Cosmos (operating system)

Last updated
Cosmos
Cosmos logo.png
AuraOS.png
Screenshot of an OS made with Cosmos, AuraOS, presenting a GUI creation possibility
Developer Cosmos Project
Written in C#, X#
Working stateActive
Source model Open source
Latest release Release 20221121 / 21 November 2022;22 months ago (2022-11-21)
Repository github.com/CosmosOS
Available in English
Platforms x86
Kernel type Monolithic
License BSD
Official website www.gocosmos.org

C# Open Source Managed Operating System (Cosmos) is a toolkit for building GUI and command-line based operating systems, written mostly in the programming language C# and small amounts of a high-level assembly language named X#. Cosmos is a backronym, [1] in that the acronym was chosen before the meaning. It is open-source software released under a BSD license.

Contents

As of 2022, Cosmos encompasses an ahead-of-time (AOT) compiler named IL2CPU to translate Common Intermediate Language (CIL) into native instructions. Cosmos compiles user-made programs and associated libraries using IL2CPU to create a bootable native executable that can run independently. The resulting output can be booted from a USB flash drive, CD-ROM, over a network via Preboot Execution Environment (PXE), or inside a virtual machine. Recent releases also allow deploying to certain x86 embedded devices over Universal Serial Bus (USB). While C# is the primary language used by developers (both on the backend and by end users of Cosmos), many CLI languages can be used, provided they compile to pure CIL without the use of Platform Invocation Services (P/Invokes). Cosmos is mainly intended for use with .NET.

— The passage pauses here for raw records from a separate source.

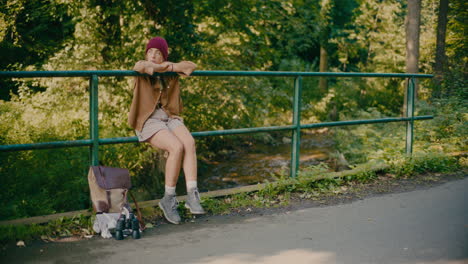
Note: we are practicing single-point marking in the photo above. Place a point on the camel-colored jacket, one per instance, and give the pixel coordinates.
(149, 91)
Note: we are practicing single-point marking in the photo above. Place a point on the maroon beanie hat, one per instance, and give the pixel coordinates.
(160, 44)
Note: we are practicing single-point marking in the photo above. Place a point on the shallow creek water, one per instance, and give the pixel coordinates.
(261, 162)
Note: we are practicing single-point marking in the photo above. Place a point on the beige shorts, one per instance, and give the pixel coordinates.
(158, 121)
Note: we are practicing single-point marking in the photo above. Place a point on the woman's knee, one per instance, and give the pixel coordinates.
(189, 144)
(176, 147)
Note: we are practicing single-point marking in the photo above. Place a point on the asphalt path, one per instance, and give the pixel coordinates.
(421, 226)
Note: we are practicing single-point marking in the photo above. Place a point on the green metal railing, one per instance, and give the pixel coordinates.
(296, 126)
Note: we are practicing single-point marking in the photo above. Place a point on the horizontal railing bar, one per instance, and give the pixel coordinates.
(363, 122)
(108, 73)
(104, 141)
(241, 131)
(47, 145)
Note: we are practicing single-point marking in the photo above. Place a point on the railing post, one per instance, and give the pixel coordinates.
(94, 120)
(296, 133)
(410, 113)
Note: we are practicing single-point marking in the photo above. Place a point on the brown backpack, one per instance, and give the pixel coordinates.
(109, 187)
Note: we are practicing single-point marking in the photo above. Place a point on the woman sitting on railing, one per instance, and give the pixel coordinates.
(154, 114)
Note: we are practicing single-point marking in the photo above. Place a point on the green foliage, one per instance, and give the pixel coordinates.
(78, 225)
(361, 36)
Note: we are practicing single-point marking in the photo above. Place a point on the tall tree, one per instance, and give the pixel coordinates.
(413, 20)
(440, 65)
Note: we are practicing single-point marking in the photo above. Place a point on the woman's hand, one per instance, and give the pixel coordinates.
(160, 67)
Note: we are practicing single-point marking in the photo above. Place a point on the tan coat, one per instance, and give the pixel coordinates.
(149, 91)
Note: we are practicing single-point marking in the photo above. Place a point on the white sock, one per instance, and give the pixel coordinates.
(191, 185)
(169, 190)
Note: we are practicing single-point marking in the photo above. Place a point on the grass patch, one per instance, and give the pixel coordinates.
(312, 183)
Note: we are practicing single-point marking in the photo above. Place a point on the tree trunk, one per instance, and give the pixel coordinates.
(441, 58)
(412, 22)
(323, 84)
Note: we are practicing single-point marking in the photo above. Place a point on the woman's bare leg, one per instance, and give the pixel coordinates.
(190, 155)
(167, 141)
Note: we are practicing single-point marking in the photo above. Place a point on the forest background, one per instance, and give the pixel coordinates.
(290, 35)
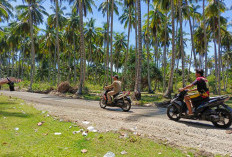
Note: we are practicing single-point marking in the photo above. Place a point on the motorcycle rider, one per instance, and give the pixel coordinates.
(10, 81)
(116, 85)
(202, 87)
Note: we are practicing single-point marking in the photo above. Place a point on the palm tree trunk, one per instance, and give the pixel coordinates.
(57, 42)
(107, 49)
(23, 59)
(18, 65)
(82, 49)
(190, 66)
(111, 40)
(205, 41)
(176, 76)
(140, 47)
(164, 57)
(136, 48)
(181, 44)
(74, 60)
(170, 82)
(226, 75)
(54, 69)
(219, 54)
(215, 57)
(49, 65)
(192, 32)
(12, 65)
(69, 68)
(32, 48)
(148, 51)
(127, 51)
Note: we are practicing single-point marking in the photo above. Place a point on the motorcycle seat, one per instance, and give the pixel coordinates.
(117, 94)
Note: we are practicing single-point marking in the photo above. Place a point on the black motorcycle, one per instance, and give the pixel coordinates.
(213, 109)
(121, 100)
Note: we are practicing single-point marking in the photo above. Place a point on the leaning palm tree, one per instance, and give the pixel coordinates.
(139, 61)
(57, 38)
(215, 21)
(33, 13)
(105, 7)
(170, 82)
(5, 10)
(128, 17)
(82, 49)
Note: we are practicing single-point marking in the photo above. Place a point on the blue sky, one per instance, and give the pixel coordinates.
(118, 27)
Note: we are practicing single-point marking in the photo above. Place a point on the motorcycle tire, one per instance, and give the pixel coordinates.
(102, 103)
(171, 111)
(126, 106)
(223, 114)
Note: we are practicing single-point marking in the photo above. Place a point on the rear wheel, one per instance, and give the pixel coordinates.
(225, 119)
(173, 112)
(102, 103)
(126, 106)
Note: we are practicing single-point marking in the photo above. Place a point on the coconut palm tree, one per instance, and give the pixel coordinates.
(82, 49)
(140, 52)
(73, 27)
(128, 17)
(215, 21)
(170, 82)
(120, 45)
(33, 13)
(5, 10)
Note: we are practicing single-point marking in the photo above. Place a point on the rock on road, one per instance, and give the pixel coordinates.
(151, 121)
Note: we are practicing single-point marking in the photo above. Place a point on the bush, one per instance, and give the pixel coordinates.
(64, 87)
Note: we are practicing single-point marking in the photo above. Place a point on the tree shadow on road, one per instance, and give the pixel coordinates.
(151, 112)
(200, 124)
(117, 110)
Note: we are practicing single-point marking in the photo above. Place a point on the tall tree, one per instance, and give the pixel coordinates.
(170, 82)
(82, 50)
(148, 48)
(33, 13)
(181, 42)
(140, 51)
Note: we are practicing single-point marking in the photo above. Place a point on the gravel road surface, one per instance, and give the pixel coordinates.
(149, 121)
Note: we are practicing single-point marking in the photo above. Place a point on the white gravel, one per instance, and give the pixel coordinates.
(150, 121)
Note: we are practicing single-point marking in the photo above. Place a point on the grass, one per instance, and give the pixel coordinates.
(229, 102)
(33, 140)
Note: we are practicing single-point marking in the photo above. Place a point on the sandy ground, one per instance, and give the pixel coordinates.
(148, 121)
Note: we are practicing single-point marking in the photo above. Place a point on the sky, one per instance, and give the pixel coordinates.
(118, 27)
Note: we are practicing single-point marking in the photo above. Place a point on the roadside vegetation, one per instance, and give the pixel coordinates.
(20, 135)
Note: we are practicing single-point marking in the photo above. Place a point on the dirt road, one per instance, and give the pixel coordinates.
(149, 121)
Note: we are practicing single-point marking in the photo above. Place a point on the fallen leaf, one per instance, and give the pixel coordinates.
(76, 132)
(85, 133)
(57, 133)
(40, 123)
(84, 151)
(123, 152)
(228, 131)
(85, 122)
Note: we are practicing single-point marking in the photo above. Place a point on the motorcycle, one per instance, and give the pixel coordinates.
(121, 100)
(213, 109)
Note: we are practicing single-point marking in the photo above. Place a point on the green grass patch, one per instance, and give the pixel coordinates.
(33, 140)
(229, 102)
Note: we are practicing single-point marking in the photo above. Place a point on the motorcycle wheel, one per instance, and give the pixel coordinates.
(126, 106)
(173, 113)
(225, 119)
(102, 103)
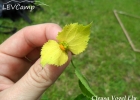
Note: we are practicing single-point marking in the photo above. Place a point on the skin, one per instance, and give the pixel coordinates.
(21, 75)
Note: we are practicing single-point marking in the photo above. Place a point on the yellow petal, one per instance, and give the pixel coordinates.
(76, 36)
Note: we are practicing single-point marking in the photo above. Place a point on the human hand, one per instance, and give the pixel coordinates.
(21, 75)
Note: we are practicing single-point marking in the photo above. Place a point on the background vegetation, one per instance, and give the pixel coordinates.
(109, 63)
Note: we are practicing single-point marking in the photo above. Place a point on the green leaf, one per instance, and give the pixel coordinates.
(83, 84)
(52, 54)
(81, 97)
(84, 90)
(76, 36)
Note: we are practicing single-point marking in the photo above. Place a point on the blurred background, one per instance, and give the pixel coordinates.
(109, 63)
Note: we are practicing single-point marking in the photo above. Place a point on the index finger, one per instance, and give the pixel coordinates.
(29, 38)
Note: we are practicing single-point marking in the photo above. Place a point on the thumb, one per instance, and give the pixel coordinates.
(32, 85)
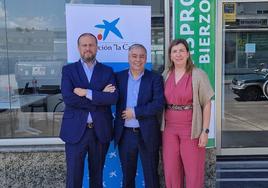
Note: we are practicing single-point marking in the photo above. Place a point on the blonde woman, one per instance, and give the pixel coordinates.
(186, 119)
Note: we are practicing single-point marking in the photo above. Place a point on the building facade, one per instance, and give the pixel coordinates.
(33, 50)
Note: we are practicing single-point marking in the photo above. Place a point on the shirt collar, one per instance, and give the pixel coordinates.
(94, 62)
(139, 77)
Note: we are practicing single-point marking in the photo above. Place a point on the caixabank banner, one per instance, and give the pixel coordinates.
(116, 27)
(194, 20)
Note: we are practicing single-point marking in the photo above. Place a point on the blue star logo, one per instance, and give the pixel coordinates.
(110, 26)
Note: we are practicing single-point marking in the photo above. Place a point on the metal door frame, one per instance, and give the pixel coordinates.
(219, 58)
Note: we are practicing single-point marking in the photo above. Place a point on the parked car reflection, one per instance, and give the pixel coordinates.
(249, 87)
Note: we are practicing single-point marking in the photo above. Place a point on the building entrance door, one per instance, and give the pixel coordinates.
(243, 53)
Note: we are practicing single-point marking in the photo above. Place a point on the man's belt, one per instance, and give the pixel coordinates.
(133, 129)
(179, 107)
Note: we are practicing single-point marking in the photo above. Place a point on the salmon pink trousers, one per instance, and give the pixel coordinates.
(183, 159)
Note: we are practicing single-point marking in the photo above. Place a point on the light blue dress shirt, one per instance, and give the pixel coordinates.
(133, 88)
(89, 72)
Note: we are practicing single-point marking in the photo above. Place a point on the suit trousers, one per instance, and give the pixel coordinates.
(182, 158)
(75, 157)
(130, 146)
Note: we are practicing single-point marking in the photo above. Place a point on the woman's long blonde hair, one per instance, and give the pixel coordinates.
(189, 63)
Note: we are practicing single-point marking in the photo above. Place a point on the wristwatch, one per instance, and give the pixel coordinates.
(206, 131)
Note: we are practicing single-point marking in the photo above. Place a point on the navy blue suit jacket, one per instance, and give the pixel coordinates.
(77, 108)
(150, 104)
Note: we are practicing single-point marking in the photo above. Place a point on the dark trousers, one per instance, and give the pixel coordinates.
(75, 157)
(130, 145)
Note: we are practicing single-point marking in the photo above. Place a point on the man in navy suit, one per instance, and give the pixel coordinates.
(137, 130)
(88, 90)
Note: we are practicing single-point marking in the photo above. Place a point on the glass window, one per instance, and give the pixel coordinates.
(33, 51)
(244, 119)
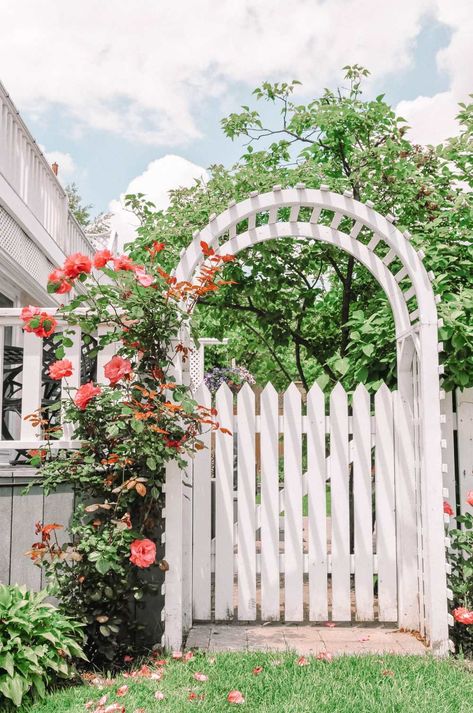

Cosmos does not aim to become a full operating system, but rather a toolkit to allow other developers to simply and easily build their own operating systems using .NET. It also functions as an abstraction layer, hiding much of the inner workings of the hardware from the eventual developer.

Older versions of Cosmos were released in Milestones, with the last being Milestone 5 (released August 2010). More recently, the project switched to simply naming new releases after the latest commit number.

Releases of Cosmos are divided into two types: the Userkit, and the Devkit. The Userkit is a pre-packaged release that is updated irregularly, as new and improved features are added. Userkits are generally considered stable, but do not include recent changes and may lack features. The Devkits, which refers to the source code of Cosmos, are usually stable but may have some bugs. They can be acquired on GitHub and must be built manually. [1] Git is used for source control management.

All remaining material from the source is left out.